Personal information
- Nationality: Filipino
- Born: November 22, 1976 (age 49) Philippines
- Height: 5 ft 4 in (162 cm)
- Weight: 112 lb (51 kg)

Boxing career
- Weight class: Flyweight

Medal record
Men's boxing
Representing the Philippines
SEA Games
| Silver medal – second place | 1999 Bandar Seri Begawan | Flyweight |
| Silver medal – second place | 2001 Negeri Sembilan | Bantamweight |

= Arlan Lerio =

Filipino boxer

Arlan Lerio (born November 22, 1976) is a Filipino boxer. He competed in the men's flyweight event at the 2000 Summer Olympics.
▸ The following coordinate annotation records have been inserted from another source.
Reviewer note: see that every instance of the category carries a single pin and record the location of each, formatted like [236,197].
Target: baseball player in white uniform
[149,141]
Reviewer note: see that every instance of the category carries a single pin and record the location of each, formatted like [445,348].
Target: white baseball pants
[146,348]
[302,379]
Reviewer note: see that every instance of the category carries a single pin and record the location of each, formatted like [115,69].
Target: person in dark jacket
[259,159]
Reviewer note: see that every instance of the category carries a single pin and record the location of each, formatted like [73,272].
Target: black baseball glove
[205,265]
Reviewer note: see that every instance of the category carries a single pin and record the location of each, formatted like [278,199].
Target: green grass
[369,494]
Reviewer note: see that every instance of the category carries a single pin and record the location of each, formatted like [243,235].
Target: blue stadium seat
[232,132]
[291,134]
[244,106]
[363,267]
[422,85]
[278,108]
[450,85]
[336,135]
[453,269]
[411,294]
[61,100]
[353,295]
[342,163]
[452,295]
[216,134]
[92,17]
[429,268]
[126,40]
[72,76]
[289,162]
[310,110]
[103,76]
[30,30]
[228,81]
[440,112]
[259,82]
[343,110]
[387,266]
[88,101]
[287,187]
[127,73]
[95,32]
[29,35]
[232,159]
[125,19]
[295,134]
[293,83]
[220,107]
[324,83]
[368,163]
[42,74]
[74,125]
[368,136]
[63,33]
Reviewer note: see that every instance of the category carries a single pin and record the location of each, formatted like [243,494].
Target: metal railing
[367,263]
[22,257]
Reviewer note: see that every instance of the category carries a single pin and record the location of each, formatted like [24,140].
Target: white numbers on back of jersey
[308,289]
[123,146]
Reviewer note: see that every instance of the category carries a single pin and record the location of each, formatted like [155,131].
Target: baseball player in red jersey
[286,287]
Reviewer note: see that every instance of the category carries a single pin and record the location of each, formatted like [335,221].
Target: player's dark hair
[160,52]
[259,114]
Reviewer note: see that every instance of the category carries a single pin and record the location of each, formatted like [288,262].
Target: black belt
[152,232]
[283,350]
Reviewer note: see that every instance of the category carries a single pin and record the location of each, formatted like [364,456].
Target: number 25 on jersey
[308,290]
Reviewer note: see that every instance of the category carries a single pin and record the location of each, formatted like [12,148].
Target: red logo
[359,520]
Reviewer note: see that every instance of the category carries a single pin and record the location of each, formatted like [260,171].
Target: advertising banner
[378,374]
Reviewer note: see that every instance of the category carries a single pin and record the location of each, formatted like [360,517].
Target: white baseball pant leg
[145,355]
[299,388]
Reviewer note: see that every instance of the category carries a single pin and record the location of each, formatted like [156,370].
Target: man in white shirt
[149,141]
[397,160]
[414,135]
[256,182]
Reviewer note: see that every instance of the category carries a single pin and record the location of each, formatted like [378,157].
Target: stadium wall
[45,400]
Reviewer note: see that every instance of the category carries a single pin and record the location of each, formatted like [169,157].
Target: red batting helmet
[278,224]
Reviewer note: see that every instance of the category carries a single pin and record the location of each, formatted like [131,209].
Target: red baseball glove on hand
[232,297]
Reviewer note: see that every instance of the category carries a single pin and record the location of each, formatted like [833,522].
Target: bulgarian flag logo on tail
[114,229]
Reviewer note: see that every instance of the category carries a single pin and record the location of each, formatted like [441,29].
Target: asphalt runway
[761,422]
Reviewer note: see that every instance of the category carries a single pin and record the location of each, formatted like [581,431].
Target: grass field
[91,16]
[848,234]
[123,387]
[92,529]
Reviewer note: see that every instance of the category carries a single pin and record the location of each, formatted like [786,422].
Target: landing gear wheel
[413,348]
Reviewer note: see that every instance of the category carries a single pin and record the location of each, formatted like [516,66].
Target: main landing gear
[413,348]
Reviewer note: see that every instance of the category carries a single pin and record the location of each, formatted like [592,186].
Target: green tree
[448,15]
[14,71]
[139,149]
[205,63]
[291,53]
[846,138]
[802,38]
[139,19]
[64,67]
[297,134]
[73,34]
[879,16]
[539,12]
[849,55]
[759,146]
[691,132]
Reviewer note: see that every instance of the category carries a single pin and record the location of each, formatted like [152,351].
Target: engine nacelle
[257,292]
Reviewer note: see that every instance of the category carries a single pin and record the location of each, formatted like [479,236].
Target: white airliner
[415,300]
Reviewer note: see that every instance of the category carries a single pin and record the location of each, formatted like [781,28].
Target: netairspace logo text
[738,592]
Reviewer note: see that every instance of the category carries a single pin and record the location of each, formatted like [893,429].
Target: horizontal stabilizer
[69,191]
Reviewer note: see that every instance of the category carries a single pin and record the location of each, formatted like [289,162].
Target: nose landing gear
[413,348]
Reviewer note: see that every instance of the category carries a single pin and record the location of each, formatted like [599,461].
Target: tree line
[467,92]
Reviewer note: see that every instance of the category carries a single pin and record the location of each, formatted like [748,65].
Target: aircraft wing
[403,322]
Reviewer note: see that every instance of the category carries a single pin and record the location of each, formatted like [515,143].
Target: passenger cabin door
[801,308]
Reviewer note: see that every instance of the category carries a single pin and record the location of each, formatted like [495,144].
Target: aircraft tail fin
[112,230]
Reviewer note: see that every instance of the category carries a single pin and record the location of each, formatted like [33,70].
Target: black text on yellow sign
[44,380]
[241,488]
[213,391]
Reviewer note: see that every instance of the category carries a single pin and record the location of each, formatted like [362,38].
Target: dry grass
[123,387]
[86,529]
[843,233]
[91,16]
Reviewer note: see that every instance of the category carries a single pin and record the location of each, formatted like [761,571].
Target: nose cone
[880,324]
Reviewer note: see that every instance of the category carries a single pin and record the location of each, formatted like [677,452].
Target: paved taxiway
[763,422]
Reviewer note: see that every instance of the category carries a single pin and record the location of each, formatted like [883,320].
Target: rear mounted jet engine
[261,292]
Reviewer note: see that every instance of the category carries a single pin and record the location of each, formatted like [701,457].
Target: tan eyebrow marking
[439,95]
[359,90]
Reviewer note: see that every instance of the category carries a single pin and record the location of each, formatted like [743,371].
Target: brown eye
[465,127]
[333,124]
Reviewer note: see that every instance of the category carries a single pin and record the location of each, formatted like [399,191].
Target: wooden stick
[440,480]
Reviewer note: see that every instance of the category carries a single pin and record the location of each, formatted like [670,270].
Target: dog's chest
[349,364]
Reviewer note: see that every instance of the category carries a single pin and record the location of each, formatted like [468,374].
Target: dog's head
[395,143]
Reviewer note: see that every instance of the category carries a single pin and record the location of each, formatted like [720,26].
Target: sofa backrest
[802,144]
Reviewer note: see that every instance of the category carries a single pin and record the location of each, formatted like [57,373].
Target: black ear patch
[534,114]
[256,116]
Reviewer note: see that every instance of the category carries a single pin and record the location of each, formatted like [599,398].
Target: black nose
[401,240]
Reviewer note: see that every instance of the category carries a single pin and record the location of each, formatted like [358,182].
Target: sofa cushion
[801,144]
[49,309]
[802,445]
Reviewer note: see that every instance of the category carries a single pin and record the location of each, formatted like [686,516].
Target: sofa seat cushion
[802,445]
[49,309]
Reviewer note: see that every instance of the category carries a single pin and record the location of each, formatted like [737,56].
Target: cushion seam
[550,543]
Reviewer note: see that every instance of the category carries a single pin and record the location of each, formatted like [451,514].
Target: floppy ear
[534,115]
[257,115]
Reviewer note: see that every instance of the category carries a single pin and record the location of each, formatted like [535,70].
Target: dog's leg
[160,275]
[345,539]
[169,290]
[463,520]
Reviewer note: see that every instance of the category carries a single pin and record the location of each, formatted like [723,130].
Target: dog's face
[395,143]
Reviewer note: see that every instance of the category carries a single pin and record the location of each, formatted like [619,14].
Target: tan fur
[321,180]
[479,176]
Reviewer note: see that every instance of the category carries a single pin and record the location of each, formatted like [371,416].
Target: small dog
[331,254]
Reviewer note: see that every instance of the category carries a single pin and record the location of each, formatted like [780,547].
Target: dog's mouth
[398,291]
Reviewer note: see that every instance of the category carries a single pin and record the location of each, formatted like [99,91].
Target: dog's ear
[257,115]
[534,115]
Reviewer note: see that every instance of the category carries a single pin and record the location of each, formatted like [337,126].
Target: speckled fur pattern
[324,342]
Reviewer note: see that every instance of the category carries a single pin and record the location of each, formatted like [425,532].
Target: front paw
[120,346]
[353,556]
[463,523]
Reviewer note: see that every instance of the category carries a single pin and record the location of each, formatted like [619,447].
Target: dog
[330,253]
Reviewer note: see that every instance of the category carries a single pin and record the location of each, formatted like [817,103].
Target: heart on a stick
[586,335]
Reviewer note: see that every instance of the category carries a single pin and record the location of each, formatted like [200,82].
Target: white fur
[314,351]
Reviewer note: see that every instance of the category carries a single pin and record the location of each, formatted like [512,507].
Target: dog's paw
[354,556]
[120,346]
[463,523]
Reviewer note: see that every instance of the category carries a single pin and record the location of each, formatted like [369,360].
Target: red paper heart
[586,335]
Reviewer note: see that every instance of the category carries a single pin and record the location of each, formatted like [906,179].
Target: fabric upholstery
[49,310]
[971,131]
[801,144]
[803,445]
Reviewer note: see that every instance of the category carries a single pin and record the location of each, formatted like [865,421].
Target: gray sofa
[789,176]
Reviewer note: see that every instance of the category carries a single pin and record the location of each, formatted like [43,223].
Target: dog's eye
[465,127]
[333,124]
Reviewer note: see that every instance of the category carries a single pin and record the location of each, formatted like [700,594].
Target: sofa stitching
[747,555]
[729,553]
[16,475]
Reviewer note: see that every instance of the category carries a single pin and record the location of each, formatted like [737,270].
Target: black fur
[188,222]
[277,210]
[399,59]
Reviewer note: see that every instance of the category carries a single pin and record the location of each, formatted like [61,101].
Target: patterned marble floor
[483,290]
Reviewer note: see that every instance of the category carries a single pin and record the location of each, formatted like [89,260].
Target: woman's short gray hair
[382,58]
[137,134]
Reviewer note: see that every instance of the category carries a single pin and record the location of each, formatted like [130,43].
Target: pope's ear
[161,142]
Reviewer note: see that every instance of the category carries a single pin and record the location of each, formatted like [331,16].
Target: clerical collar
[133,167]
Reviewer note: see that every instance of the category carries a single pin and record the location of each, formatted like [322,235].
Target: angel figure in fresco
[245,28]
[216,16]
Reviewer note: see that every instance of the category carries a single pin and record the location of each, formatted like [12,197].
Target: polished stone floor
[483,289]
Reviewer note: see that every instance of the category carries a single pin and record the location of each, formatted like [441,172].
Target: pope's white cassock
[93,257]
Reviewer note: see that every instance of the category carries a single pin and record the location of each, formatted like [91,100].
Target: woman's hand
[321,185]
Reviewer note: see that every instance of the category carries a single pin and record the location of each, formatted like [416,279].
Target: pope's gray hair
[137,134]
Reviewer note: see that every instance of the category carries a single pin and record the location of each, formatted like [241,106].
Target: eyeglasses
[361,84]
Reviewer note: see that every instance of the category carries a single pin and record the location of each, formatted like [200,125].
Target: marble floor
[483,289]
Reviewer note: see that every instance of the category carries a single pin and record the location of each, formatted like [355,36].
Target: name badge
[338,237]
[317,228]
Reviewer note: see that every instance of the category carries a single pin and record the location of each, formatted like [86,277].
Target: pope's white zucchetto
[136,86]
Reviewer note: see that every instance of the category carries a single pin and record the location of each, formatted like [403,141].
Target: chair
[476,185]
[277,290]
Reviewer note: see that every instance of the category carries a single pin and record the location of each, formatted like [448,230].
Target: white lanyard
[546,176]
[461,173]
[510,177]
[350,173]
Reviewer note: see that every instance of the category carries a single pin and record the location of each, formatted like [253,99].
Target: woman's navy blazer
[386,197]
He was part of the national training pool of the Amateur Boxing Association of the Philippines as early as 1997 and won gold medals in international tournaments in England, Estonia, and Finland. Following his achievement of winning a gold medal in the Liverpool International Festival of Amateur Boxing in 1991, he was taken in as part of a boxing team by then-North Cotabato Governor Manny Piñol where his father Danilo Lerio Sr. served as coach of the team.

In 2001, he reportedly had plans on turning pro with then North Cotabato Governor Piñol as his manager.

Lerio has an younger brother named Danilo who also competed in the 2000 Summer Olympics.